Лицо Маленького Джона просветлело:
- Мы могли бы использовать его на земляных работах.
- Мы не занимаемся земляными работами, - возразил Локсли.
- Так можем взять парочку подрядов. Шериф, вроде, городские стены в этом году укреплять собрался... - оживился Джон, но тут же сник под испепеляющим взглядом атамана.
Вилл понял, что пора брать судьбу в собственные руки:
- Я предлагаю меня отпустить.
- Чего это? - хмуро спросил Маленький Джон
- Дядя мой, скорее всего, скоро помрет, я разбогатею, поеду через ваш лес, и вы меня снова ограбите. Пожалейте старика, он же меня в последний раз на моих крестинах видел.
Все выжидающе уставились на Робина. Наконец, тот улыбнулся:
- Мы отпустим тебя. Но попозже. Пару недель твой дядюшка сможет подождать?
- Думаю, да, - облегченно выдохнул Статли.
- Тогда пой.
- Что?
- Куртуазные песни. Ты обещал!
Вилл снова засмущался:
- Не могу без аккомпанементу.
Роб устало вздохнул:
- Как мне со всеми вами тяжело... - и послал за инструментом.
Соревнования лучников проводились на той же специально оборудованной площадке, где, в случае приезда венценосной особы, устраивались не так давно вошедшие в моду рыцарские турниры. Такие зрелища (естественно, по причине уже высокого травматизма) неизменно пользовались успехом как среди знати, так и у простолюдинов, погрязших во тьме мрачного средневековья, поэтому для удобства зрителей побогаче были сооружены скамьи в несколько ярусов. Те, кто попроще, просто толпились возле ограждения. Была и правительственная ложа, где сегодня разместились сэр Ральф в окружении прекрасных дам (двух) и приглашенный из вежливости, раз уж приперся, отец настоятель.

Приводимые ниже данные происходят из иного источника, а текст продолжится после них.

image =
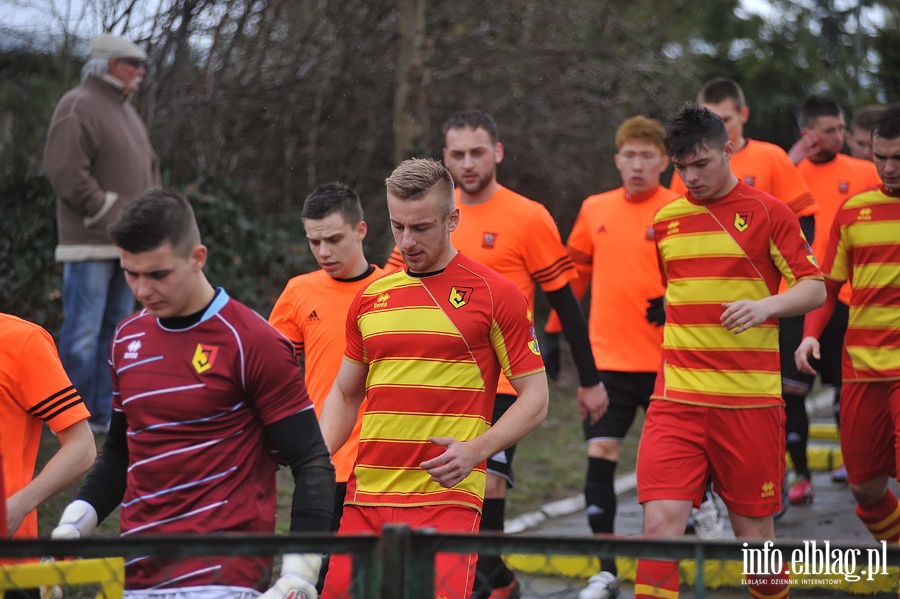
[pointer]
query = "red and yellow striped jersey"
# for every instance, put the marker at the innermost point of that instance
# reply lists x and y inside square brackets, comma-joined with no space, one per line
[737,247]
[767,167]
[864,249]
[831,183]
[434,346]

Шериф нервно покусывал ноготь большого пальца - он очень переживал, что Робин и правда обиделся в прошлый раз из-за вывихнутой лодыжки, а без него смотреть было особо не на кого. Леди Мэрион и леди Ровена, разряженные в пух и прах, вертелись во все стороны, надеясь распознать в толпе разбойника, с той же целью сверху вниз оглядывал собравшихся сидящий верхом на лошади Гисборн, хотя и знал, что в этом нет необходимости - нужно просто хватать победителя. Казалось бы, все вышеперечисленные особы должны знать предводителя Шервудских негодяев в лицо, но Робин, помимо прочих своих талантов, отличался умением маскироваться, - так, в прошлый раз он переоделся девицей, целомудренно скрывающей лицо под покрывалом, и, если бы он не расчувствовался и не начал благодарить шерифа, все бы подумали, что в этот раз Локсли струсил и не явился. Собственно, он и ногу подвернул из-за того, что с непривычки запутался в платье. Поэтому сэр Гай приглядывался и к девицам, шеренгой выстроившимся вдоль ограждения, - в этом году победитель, повинуясь очередному модному поветрию, должен был выбрать Королеву любви и красоты. Или Короля, в случае победы какой-нибудь дамочки.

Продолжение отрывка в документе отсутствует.